1. In 1986, Usenet newsgroups were an early format of discussion groups, and they were reorganized into "hierarchies" such as "comp", which were newsgroups related to computers. Which two were NOT among the major 7 Usenet groups?
From Quiz History of the Early Internet Years (1986-1993)
Answer:
"met" and "dr"
The concept of the worldwide discussion group idea was initiated in 1979, and established in 1980. The renaming/reorganizing of these usenet groups in the mid 80s was to try and make the system more orderly and efficient, but it was met with some heated debates between those who were in favor of the hierarchy structuring and those who weren't. "soc." were discussions of a social nature, and "talk." were discussion groups that revolved around topics that usually generated very engaged and opinionated issues such as talk.religion, talk.politics, etc.

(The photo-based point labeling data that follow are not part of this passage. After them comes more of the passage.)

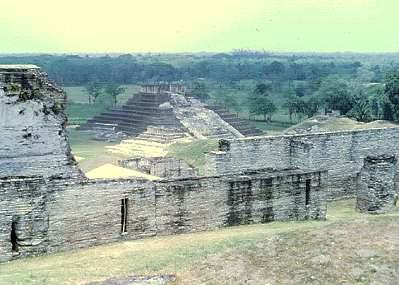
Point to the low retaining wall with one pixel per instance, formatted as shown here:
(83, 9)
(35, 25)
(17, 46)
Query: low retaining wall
(58, 214)
(341, 153)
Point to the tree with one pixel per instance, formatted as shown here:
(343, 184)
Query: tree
(114, 91)
(312, 106)
(335, 95)
(262, 89)
(93, 90)
(295, 106)
(262, 106)
(361, 110)
(392, 92)
(387, 109)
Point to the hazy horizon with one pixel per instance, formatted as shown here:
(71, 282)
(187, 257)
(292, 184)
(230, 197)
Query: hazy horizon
(177, 26)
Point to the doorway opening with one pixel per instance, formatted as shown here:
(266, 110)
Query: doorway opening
(307, 198)
(14, 237)
(124, 204)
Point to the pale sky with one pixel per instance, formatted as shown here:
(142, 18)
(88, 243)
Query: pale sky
(198, 25)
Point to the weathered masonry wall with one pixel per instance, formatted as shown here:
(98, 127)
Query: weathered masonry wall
(67, 213)
(160, 166)
(32, 125)
(377, 191)
(23, 217)
(341, 153)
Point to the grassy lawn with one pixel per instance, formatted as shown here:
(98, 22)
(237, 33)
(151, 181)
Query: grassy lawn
(79, 110)
(78, 94)
(193, 152)
(233, 254)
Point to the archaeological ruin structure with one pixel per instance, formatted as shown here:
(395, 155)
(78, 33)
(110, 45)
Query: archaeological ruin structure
(163, 112)
(47, 204)
(377, 184)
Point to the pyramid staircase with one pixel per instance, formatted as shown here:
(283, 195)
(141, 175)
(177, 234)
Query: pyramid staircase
(148, 116)
(138, 113)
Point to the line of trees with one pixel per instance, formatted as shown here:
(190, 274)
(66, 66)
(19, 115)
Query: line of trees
(94, 90)
(357, 99)
(74, 70)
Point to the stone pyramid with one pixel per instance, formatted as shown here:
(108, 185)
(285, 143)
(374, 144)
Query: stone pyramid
(164, 112)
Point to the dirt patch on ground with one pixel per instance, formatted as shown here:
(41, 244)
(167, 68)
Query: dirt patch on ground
(140, 280)
(365, 251)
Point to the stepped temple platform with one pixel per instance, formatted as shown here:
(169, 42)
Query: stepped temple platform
(163, 113)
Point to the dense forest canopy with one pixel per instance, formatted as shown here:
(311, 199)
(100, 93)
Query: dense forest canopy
(252, 84)
(76, 70)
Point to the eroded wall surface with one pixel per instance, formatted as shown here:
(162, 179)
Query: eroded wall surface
(341, 153)
(62, 214)
(32, 126)
(377, 191)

"rec." groups stood for recreation, and the groups involved arts and entertainment such as rec.games, rec.music, rec.arts.movies, etc. and "sci." groups were science-related, i.e sci.bio, sci.psychology, sci.astro, sci.research, etc.
"news." groups did just that - discuss news.
And "misc." was a catch-all covering miscellaneous topics like misc.travel, misc.education, misc.forsale, misc.kids, etc.
In 1987, John Gilmore and Brian Reid created the alt. hierarchy the largest of all usenet groups, generally having many more specific topics.
In 1995, the big 7 became the big 8, adding a "humanities." hierarchy focused on the fine arts: humanities.history, humanities.classics, humanities.visual-arts, etc.